THE Rt Rev Laish Boyd, Bishop of the Diocese of the Bahamas and the Turks and Caicos Islands, has called on Bahamians to combat pain with love and genuinely seek what is best for the good of others this Christmas.
In his annual message to commemorate the Yuletide season, Bishop Boyd said while the world is cruel, heartless and hateful, as our brother’s keeper we should practice putting the wellbeing of others before our own - both to those that we know and to strangers who we meet.
“Love happens when the other person’s happiness is more important than our own,” he wrote. “This is what real love is whether it is romantic, between parent and child, between siblings, relatives, friends or neighbours. Each of us is experiencing or has experienced one or more of these. Selfishness hurts the other person. Love only wants what is best for the other.
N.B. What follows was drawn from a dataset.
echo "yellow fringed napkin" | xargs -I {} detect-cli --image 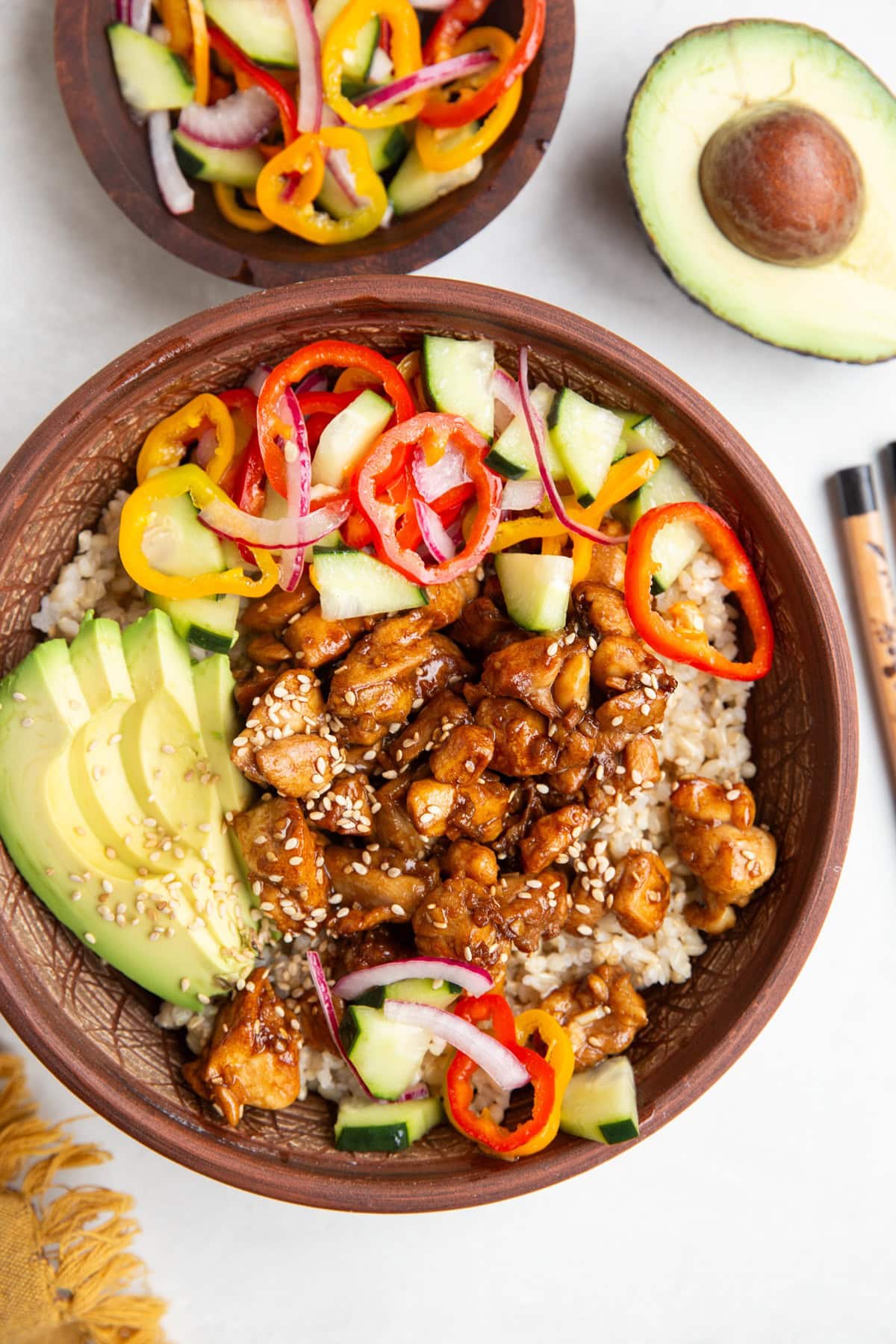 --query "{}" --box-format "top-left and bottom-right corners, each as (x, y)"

“Some of us may not want to hear about or to think about love, especially if we have been hurt by others, betrayed or disappointed by some person in one of the above categories.
“However, love, ie genuine concern, when people give to us or care for us unselfishly, is still the most powerful force in the whole world.”
He said if pain and disappointment are not enough, every year Christmas seems to become more busy, more bustling, more material and commercialised and even more socially demanding.
These elements, Bishop Boyd said, are not all bad in themselves because each has its place and value when kept within its proper bounds.
However, trying to keep up with it makes it harder and harder to stay focused on the real meaning of the season, he said. They actually give competition to God and to spiritual focus and to peace and to peace of mind.
“Notwithstanding, the call to love continues to go out to all of us because nothing else is going to satisfy. God gave His Son, Jesus, to the world because “God so loved the world” (John 3:16). Love is still the only way to heal the pain and to fill the emptiness in our souls and in our world,” Bishop Boyd said.